Another agent in the change of pace in development has been the global COVID pandemic. The race to develop and design a vaccine to combat the COVID virus, as well as a need to conduct masses of tests quickly and reliably led to a rapid increase in automated processes, at a speed not seen in any other industry.

Initially, sample preparation tests were conducted manually, which involved large numbers of scientists carrying out precise and repetitive tasks, while working under hazardous and PPE-restricted conditions. However, it quickly became apparent that the challenges presented by the COVID virus could be overcome with automated processes.

That’s where cartesian-based robots solutions provided the answer in many of the laboratory applications, as they can be built to many sizes to suit individual requirements. Axes of varying lengths can be combined easily to create robots anywhere from approximately A4 in size, all the way up to gantries that cover an area of more than 30m2. Additionally, these gantries can be fitted with different motors and motion controllers, providing the exact force, speed, and precision needed.

Speed of design

One area where speed has also been of the essence is in delivering designs. We have recently witnessed more pressure for rapid delivery of handling system designs than at any point during the last 30 years in automation. And at Festo we have tackled this head-on, rising to the challenge. Neat innovations in a modular design platform, as well as the development of standardised mounting interfaces, and the wealth of experience in our Core Engineering team, enable customers to now have design concepts for bespoke multi-axis-handing solutions in just a few hours. For example, in one case an urgent request for a health-related application was received late in the day, and we were able to work quickly to provide the customer with 3D drawings by first thing the next morning.

The unprecedented speed of this delivery was made possible thanks to novel design and selection software for cartesian and gantry systems called Handling Guide Online (HGO). The HGO system enables users to input the application parameters such as stroke, length, mass to be moved, and feed forces, and then it provides a range of suggested solutions prioritising them according to the users’ most critical factors. For example, this could be price, power, or safety factors.

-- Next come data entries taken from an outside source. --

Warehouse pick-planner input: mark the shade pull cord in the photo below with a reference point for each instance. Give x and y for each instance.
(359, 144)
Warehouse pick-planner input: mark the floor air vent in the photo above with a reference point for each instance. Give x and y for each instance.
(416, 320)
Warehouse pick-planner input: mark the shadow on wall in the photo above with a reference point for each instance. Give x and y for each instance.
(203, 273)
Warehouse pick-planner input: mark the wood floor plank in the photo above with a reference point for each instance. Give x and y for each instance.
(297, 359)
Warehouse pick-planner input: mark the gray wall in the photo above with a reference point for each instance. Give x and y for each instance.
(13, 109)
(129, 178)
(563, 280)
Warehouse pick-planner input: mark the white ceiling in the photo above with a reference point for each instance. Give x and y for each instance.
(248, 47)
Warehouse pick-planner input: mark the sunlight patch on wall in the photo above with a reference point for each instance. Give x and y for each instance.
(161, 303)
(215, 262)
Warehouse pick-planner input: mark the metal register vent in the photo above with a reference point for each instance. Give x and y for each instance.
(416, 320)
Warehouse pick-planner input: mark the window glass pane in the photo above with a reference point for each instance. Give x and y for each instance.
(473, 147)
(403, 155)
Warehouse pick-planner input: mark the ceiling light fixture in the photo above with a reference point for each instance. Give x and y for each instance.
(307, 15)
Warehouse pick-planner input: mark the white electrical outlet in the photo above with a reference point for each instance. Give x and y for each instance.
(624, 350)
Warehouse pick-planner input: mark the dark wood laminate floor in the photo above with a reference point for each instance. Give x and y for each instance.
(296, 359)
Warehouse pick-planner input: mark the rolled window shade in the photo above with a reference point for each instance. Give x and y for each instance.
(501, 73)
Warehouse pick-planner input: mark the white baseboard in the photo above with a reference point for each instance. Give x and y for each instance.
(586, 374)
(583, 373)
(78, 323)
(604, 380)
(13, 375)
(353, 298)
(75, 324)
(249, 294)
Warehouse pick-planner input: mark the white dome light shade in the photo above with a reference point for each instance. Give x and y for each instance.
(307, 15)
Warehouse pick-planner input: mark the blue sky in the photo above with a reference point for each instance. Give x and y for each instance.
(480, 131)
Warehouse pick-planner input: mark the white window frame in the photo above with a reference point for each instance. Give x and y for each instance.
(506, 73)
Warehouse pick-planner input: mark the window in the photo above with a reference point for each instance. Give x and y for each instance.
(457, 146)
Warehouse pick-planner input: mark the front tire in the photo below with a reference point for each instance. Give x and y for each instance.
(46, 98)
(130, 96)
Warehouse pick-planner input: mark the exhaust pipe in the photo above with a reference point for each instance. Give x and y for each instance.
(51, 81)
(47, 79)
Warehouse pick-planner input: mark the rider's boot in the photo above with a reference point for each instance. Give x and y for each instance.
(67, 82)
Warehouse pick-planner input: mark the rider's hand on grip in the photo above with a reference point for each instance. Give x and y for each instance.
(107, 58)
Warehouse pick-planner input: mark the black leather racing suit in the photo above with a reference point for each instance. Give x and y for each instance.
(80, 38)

Here is where the vision behind Industry 4.0 comes into play. The models created within the HGO contain not only the simulations but also the mechanical design and bill of materials. The 3D CAD drawing is created in numerous formats simultaneously and even includes documentation for electrical wiring and programming I/O allocations. All this data seamlessly transfers into the preferred documentation software such as EPLAN. Kinematic models can be picked up within higher-level simulation packages, enabling the simulation of complete stations. The operating (PLC) program can be pre-written and virtually commissioned: all before any metal is cut or assembled.

What the future holds

The rise of digital technologies and developments in automation has made our ability to adapt easily possible. For example, during the COVID pandemic, when social distancing measures were in place and many people were forced to work from home or in isolation, video conferencing became standard practice.

These digital technologies have also supported engineers and enabled them to work more efficiently and progress their projects more quickly. Prior to the pandemic, face-to-face consultations took place between designers and suppliers. However, remote consultation has become the norm and is typically faster than site visits. Furthermore, the increased access to free-of-charge and easy-to-use software is allowing designers to specify many handling systems themselves.

With faster online services ultimately providing many benefits and helping engineers meet their needs, there’s no turning back. We have got used to a new way of working, which is here to stay and we are well-placed to support the increased demand for automation and robotics.